Edwar memanggil si Capaik dengan sebutan ‘Mak Etek’, diikuti oleh teman-temannya, sedang ke aku mereka memanggil Bang Malin. Untuk anak gaul perkotaan seukuran mereka, bisa saja sebenarnya memanggilku dengan sebutan Malin saja, mengingat usia kami tak terlalu jauh berbeda, tetapi toh, mereka tidak melakukan hal itu, atau belum, setidaknya cukup menghargai. Kami saling bertukar cerita, lebih banyak tentang sekolah, tentang bagaimana sistem tawuran di daerah masing-masing. Semua mengalir dengan apa adanya. Tetapi yang paling membuat mereka mengakui, bahwa mereka terkesan dengan cerita kami, adalah pada bagian yang susah-susahnya, yang barangkali tak pernah sama sekali mereka alami. Ketika tetap bisa mau pergi sekolah meskipun tidak ada uang jajan di saku-saku sama sekali, lalu di sekolah hanya modal rokok sebatang dikasih teman, yang meskipun begitu, tetap juara kelas.

Aku dan Capaik juga menceritakan tentang kenekatan perjalanan ke Jawa yang baru saja kami alami, tidak dengan uang banyak, tetap sampai juga. Kisah-kisah itu barangkali bukan apa-apa, sekadar bumbu-bumbu cerita, bahkan mungkin banyak lagi orang yang memiliki cerita seru atau lebih menyedihkan ketimbang kami. Namun kuperhatikan beberapa kawan Edwar tampak khidmat menyimak hingga haru terpancar di raut muka mereka.

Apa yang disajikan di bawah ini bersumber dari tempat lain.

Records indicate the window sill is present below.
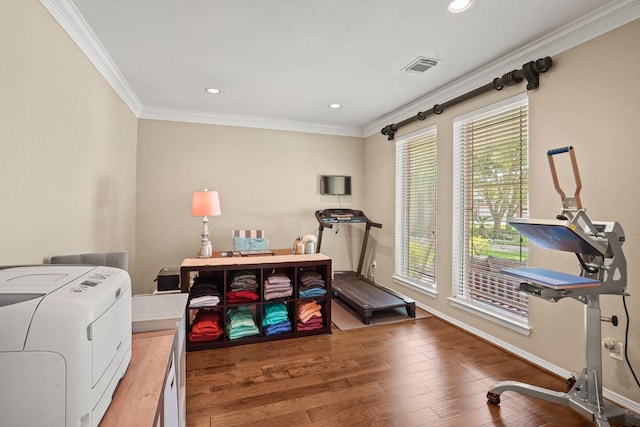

“Asyik, ya,” kata salah seorang teman Edwar.

“Sepertinya, kehidupan Mak Etek dan Bang Malin selalu terlepas dari zona nyaman,” ujar teman Edwar satunya lagi.

“Bukan terlepas, tapi kan, setiap orang itu punya definisi nyaman masing-masing, yang suatu saat itu bisa berubah,” kataku.

“Lu, lu itu yang pada terlalu mengandalkan duit orang tua,” si Capaik bersabda tiba-tiba saja. “Makanya lu pada nggak pernah mikir. Apa-apa tau ada, ya kan? Kalau kita, apa-apa harus berusaha dulu, kalau nggak, diakalin gimana supaya bisa. Iya sekarang, bisa lu pada ngebanggain duit orang tua, tapi kalau tau-tau nanti orang tua lu udah nggak ada, gimana?”

Aku mengernyit. Entah tersengat apa, mendadak si Capaik jadi sosok ‘Mak Etek’ yang baik dan benar di depan keponakan dan teman-temannya. Kata-katanya cukup tajam, tetapi tak masalah bagi mereka yang sudah biasa dan bukan baru kenal dengannya. Semuanya jadi diam. Aku jadi diam-diam menahan senyum. Seperti Ospek saja.

Lalu, “Hahaha, kenapa pada diam semua, lu?”, kata si Capaik. “Santai lagi, santai...”

“Kata-katanya nusuk, sih,” kata temannya Edwar.

“Lu sih, Tek...” kata Edwar.

Aku menyulut rokok. Yang lain sama.

Malam itu aku tidurnya di kamar si Edwar, bersama si Capaik dan satu teman Edwar yang tidak pulang, Brian namanya. Aku masih susah tidur, sebab tak terbiasa. Kira-kira jam sebelas malam, hp ku berbunyi, yang ternyata adalah Pak Datuk, salah seorang adik Apak yang ada di Bogor. Setelah kuberi tahu kalau aku sudah di Depok, beliau menyuruhku untuk ayo ke Bogor. Oke, Pak Datuk, kataku, besok aku ke sana.